On the cultivation side, some growers have implemented irrigation and filtration systems that allow water to be recycled, or established other environmentally conscious practices. Dispensaries, at least in San Francisco, vary in their commitment to supporting small farms, sourcing as locally as possible, and stocking outdoor or greenhouse-grown and Clean Green-certified products.

Creating a more environmentally friendly cannabis industry will largely fall on producers and businesses. Yet, though the industry’s current model is far from sustainable, cannabis, like any other consumer good, can be enjoyed conscientiously.

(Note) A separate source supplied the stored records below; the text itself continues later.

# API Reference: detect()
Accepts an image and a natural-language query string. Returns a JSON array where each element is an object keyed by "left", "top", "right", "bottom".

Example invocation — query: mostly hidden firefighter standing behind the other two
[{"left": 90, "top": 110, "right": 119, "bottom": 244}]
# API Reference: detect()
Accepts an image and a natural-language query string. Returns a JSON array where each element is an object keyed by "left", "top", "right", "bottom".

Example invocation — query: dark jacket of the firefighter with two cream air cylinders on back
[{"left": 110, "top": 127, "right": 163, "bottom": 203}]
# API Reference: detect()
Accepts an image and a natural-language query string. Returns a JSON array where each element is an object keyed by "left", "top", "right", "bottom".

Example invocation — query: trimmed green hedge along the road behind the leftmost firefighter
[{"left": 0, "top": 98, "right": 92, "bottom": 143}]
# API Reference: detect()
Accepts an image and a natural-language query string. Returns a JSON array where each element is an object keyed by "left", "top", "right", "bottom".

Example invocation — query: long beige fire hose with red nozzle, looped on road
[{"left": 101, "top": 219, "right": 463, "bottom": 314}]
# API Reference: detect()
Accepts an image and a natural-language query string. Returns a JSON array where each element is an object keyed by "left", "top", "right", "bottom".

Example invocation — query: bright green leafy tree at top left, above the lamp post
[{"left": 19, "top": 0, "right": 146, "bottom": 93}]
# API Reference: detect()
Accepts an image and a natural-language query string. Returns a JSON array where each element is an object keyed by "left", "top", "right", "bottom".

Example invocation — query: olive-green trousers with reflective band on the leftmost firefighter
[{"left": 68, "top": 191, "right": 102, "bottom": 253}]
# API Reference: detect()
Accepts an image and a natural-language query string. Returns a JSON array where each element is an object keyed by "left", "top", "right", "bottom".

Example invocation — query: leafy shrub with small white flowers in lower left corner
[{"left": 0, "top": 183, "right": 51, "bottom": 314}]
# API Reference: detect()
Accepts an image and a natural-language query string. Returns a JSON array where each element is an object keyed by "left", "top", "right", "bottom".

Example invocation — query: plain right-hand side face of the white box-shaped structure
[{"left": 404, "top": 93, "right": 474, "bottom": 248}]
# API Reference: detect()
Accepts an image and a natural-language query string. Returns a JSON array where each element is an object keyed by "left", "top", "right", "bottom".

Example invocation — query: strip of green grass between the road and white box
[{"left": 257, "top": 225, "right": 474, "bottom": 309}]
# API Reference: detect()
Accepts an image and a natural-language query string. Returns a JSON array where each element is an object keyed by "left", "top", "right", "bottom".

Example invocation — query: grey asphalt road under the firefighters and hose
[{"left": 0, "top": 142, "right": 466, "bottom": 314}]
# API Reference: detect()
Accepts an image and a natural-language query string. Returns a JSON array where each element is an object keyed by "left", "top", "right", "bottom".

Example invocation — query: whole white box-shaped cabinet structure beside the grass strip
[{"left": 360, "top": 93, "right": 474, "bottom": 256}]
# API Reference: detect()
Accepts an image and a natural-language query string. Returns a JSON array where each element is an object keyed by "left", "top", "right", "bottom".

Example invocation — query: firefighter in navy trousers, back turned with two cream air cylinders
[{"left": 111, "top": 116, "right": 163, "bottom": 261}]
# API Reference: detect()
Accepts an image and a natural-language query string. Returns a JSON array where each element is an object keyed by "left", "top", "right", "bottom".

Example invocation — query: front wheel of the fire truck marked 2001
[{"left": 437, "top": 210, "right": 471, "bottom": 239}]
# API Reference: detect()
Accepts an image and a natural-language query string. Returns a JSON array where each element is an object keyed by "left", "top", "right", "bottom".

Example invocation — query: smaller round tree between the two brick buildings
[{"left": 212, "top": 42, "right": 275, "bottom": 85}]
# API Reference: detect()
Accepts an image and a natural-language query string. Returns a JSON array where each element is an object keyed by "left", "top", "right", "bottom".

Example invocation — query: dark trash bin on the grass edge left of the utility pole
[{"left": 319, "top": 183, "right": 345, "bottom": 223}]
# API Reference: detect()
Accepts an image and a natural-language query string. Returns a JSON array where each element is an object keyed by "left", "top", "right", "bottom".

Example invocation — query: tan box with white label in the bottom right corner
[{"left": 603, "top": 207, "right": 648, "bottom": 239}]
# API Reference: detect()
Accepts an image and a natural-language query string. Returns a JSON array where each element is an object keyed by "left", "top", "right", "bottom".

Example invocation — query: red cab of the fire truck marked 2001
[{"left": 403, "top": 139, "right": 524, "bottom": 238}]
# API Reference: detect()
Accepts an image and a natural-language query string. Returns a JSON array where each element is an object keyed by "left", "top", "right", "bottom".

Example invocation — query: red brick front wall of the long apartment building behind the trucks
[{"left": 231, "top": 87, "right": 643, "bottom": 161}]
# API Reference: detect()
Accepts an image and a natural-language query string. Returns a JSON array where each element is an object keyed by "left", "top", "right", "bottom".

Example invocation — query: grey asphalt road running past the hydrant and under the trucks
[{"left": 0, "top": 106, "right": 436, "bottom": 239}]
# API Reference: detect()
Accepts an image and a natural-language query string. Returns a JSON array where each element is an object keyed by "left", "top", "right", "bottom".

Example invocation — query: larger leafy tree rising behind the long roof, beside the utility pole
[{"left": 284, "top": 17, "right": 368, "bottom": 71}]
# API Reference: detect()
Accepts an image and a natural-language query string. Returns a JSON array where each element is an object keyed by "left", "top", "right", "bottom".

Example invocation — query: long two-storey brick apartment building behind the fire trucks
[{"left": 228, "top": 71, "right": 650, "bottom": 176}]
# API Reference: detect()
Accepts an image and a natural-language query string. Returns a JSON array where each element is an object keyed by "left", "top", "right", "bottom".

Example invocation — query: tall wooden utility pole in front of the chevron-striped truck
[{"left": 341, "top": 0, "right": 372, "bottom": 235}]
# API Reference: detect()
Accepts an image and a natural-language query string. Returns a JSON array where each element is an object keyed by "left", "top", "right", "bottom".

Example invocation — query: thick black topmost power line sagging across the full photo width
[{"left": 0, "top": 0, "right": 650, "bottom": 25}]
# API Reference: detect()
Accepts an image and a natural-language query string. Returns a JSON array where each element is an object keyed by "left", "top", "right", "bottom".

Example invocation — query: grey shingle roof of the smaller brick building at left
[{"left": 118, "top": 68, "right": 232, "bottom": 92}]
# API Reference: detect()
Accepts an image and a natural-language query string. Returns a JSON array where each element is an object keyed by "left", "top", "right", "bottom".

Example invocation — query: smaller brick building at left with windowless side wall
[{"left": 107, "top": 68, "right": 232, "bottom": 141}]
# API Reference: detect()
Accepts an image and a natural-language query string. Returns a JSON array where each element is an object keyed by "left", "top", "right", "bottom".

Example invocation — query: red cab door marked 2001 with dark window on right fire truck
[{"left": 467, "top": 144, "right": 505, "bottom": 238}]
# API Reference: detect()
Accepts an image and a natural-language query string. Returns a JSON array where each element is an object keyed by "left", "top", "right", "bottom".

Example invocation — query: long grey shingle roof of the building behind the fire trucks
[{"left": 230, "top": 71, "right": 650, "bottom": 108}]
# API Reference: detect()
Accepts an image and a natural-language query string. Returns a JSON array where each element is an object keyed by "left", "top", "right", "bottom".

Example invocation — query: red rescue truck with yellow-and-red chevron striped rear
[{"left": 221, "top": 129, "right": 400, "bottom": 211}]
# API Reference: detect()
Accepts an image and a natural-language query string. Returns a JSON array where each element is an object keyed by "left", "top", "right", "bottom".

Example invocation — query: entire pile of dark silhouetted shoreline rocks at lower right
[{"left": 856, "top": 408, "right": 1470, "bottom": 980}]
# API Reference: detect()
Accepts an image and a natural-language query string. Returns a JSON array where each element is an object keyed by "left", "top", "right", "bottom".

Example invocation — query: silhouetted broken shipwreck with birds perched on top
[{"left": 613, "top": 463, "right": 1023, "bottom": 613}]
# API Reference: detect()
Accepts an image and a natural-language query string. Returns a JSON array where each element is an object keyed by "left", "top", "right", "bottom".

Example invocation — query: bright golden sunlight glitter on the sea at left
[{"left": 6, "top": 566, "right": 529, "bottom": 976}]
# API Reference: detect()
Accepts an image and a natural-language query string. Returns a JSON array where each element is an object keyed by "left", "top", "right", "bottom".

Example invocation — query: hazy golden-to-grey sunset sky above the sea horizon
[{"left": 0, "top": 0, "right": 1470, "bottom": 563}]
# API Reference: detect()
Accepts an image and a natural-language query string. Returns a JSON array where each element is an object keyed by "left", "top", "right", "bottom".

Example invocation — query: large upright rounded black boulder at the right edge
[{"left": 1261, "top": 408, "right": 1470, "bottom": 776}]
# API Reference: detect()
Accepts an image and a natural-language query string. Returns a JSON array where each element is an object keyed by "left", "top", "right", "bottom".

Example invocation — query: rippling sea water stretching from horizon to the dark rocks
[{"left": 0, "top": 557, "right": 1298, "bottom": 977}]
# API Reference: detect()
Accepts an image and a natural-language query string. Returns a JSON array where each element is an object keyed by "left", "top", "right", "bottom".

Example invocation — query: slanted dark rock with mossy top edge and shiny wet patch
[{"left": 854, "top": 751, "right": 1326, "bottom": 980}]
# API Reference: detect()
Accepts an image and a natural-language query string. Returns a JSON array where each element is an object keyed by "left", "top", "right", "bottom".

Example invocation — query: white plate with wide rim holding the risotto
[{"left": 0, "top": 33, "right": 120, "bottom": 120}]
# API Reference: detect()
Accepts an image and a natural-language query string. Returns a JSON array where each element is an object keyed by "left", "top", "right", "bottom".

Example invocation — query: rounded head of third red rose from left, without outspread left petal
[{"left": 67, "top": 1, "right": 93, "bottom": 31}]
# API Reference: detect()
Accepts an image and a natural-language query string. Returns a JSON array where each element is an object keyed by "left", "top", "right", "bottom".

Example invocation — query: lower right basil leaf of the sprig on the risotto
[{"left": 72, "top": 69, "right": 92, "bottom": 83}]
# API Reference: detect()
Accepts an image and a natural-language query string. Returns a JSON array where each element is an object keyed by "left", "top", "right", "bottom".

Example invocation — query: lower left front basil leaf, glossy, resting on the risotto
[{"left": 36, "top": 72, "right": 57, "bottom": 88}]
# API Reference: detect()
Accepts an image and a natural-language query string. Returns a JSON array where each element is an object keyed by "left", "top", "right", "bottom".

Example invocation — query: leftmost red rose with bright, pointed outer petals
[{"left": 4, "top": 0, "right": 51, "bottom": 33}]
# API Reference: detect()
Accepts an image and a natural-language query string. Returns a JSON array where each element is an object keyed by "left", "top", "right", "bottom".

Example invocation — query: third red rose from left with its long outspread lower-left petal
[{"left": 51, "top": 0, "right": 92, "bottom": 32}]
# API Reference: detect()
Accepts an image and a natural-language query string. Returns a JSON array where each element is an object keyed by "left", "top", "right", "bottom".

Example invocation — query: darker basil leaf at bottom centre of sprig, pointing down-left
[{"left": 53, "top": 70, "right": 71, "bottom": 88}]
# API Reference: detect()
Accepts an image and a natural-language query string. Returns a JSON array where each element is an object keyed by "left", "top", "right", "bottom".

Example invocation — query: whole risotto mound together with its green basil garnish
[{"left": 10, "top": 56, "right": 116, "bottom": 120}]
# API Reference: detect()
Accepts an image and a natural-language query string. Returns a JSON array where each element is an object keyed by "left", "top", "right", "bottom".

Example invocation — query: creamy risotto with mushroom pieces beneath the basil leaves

As much as shoppers, particularly those in cities like San Francisco, are increasingly aware of the clothing, food, and other brands they support, cannabis buyers can do their due diligence before hitting the dispensary. As much as consumers are increasingly committed to reducing, reusing, and recycling the products that they purchase, cannabis enthusiasts can apply those same principles to this marijuana-based pastime.

As with any sustainability effort, starting small is better than not starting at all: Buy a hemp wick. Get rechargeable batteries for your vape. Stick to flowers that come in glass, not plastic, containers, then start a succulent garden when they’re empty.

No matter how you choose to start being greener, what matters most is that you start now.